In its December 10 decision, the Court ruled that to state a claim in the antitrust conspiracy context:
(1) a plaintiff must allege a "plausible" conspiracy to fix prices; (2) an allegation of conspiracy that rests on conduct "merely consistent with" an agreement does not rise to the level of plausibility; and (3) allegations of conspiracy that do not rise to the level of plausibility do not give rise to a reasonable inference of a conspiracy that a court must draw in the plaintiff's favor.In re Text Messaging, 2009 WL 5066652, at *5.

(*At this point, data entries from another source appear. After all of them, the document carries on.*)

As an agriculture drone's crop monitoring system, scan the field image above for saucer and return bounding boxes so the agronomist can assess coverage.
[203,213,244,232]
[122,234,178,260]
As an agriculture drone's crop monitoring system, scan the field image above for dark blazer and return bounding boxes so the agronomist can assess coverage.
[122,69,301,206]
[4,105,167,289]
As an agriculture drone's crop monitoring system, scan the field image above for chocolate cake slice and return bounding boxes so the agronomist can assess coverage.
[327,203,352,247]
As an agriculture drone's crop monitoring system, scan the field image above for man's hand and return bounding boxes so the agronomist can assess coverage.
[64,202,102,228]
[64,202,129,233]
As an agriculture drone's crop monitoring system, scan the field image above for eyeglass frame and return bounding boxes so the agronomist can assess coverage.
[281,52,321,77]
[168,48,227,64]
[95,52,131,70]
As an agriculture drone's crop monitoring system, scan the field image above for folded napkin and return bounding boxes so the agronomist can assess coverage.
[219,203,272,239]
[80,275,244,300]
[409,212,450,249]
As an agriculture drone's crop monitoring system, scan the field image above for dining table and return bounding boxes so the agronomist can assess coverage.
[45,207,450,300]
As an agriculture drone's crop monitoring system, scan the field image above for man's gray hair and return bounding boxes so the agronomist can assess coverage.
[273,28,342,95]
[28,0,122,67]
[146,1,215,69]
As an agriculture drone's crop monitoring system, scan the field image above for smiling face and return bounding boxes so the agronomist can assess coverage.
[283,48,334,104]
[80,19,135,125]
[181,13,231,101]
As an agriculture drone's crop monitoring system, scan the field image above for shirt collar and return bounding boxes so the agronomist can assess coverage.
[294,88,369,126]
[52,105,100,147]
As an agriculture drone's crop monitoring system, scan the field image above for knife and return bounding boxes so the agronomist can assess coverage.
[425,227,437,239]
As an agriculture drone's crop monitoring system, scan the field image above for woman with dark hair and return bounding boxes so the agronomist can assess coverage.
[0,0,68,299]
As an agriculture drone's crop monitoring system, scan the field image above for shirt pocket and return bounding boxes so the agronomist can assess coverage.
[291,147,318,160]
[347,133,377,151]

The Court concluded that plaintiffs' first amended complaint did not meet this plausibility standard. Id. at *5-10. The Court determined that the first amended complaint did not include "enough factual matter (taken as true) to suggest that an agreement was made." Id. at *5 (citing Twombly, 550 U.S. at 553-54). In the first amended complaint, plaintiffs alleged that defendants engaged in parallel pricing, had the opportunity to collude through an industry group, the CTIA, and failed to deny a price-fixing conspiracy when responding to Congressional inquires into the matter. They further alleged that the structure of the text messaging market was prone to collusion and that price increases were "historically unprecedented," contrary to common economic experience, and against defendants' interest. These factors taken together, plaintiffs argued, supported an inference that defendants must have agreed to collude on prices.

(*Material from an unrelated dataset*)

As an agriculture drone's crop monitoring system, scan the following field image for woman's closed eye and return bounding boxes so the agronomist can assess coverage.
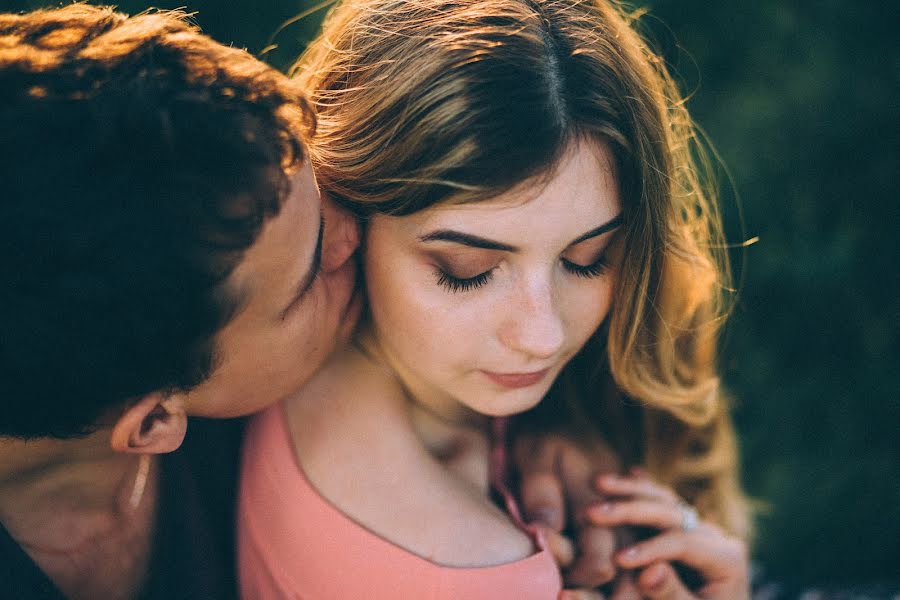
[560,252,609,277]
[435,252,609,292]
[436,267,496,292]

The Court disagreed. The Court noted (incorrectly, as it turns out) that the first amended complaint did not squarely allege that the defendants had entered into an actual agreement. The Court also noted that defendants had not identified any specific times, places, or person involved in the conspiracy. Id. at *6. The latter factor defeated any argument that the plaintiffs had alleged sufficient facts to support a claim that defendants expressly agreed to fix prices. Id.

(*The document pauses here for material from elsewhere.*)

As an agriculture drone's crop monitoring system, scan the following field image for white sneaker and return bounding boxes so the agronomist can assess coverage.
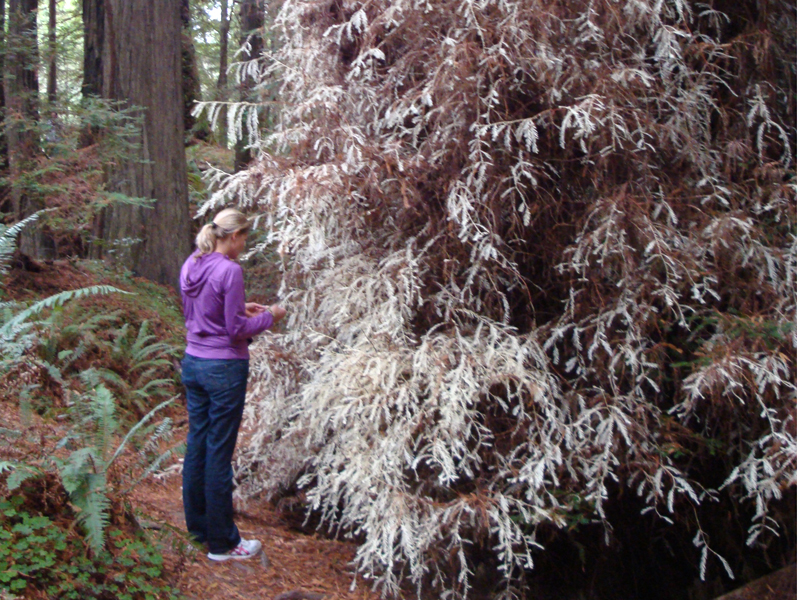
[208,539,261,560]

Because Twombly allows for the possibility of tacit agreements, the Court also evaluated the first amended complaint to determine whether it alleged facts sufficient to support an inference of a tacit agreement. Plaintiffs alleged that the defendants had the opportunity to collude through the CTIA and the Wireless Internet Caucus (WIC) leadership council. They did not, however, offer any specifics about the parties, purpose, or approximate dates of a plausible conspiracy; details about the structure and content of the meetings or the type of employees who attended them; statements by any defendant suggesting the presence of an agreement; or indication of the terms of the alleged agreement. Id. Such factors would have supported an inference of conspiracy. The Court concluded that the facts as alleged reflected, at most, an opportunity to conspire. This, without more, was insufficient to sustain an inference that there was a tacit conspiracy to fix prices. Id. at *7 (citing Petruzzi's IGA Supermarkets, Inc. v. Darling-Delaware Co., 998 F.2d 1224, 1242 n. 15 (3d Cir. 1993)).
Plaintiffs also alleged that the market for text messaging services behaved in a noncompetitive manner, defendants acted against their interests by falling to compete on the price of individual text messages, and collusion could be inferred from the defendants' failure to deny a price-fixing scheme in their response to Congressional inquiries into text messaging prices. The Court found that these allegations, together with plaintiffs' other allegations, "[did] not give rise to more than the 'mere possibility' of an agreement, which is insufficient to state a claim for conspiracy under the Sherman Act." Id. at *11 (citing Ashcroft v. Iqbal, 129 S. Ct. 1937, 1950 (2009)).
2. Proposed second amended complaint
Plaintiffs have moved to amend their complaint. Their proposed second amended complaint includes an allegation that in 2005-06, the defendants "agreed to uniformly charge an unprecedented common per-unit price of ten cents for text messaging services." Proposed 2d Am. Compl. ¶ 80. Fairly read, this is an allegation of an express agreement. The Court confesses that it mistakenly did not see things that way when it reviewed the prior version of the complaint, which included a similar allegation. That said, the Court has not wavered from its view that the earlier version of the complaint was insufficient to state a claim of conspiracy to fix prices. The bare allegation of an agreement was, as noted earlier, unsupported by particulars, and the thrust of plaintiffs' argument in response to the earlier motion to dismiss was that there was a tacit agreement involving parallel conduct, not an express agreement.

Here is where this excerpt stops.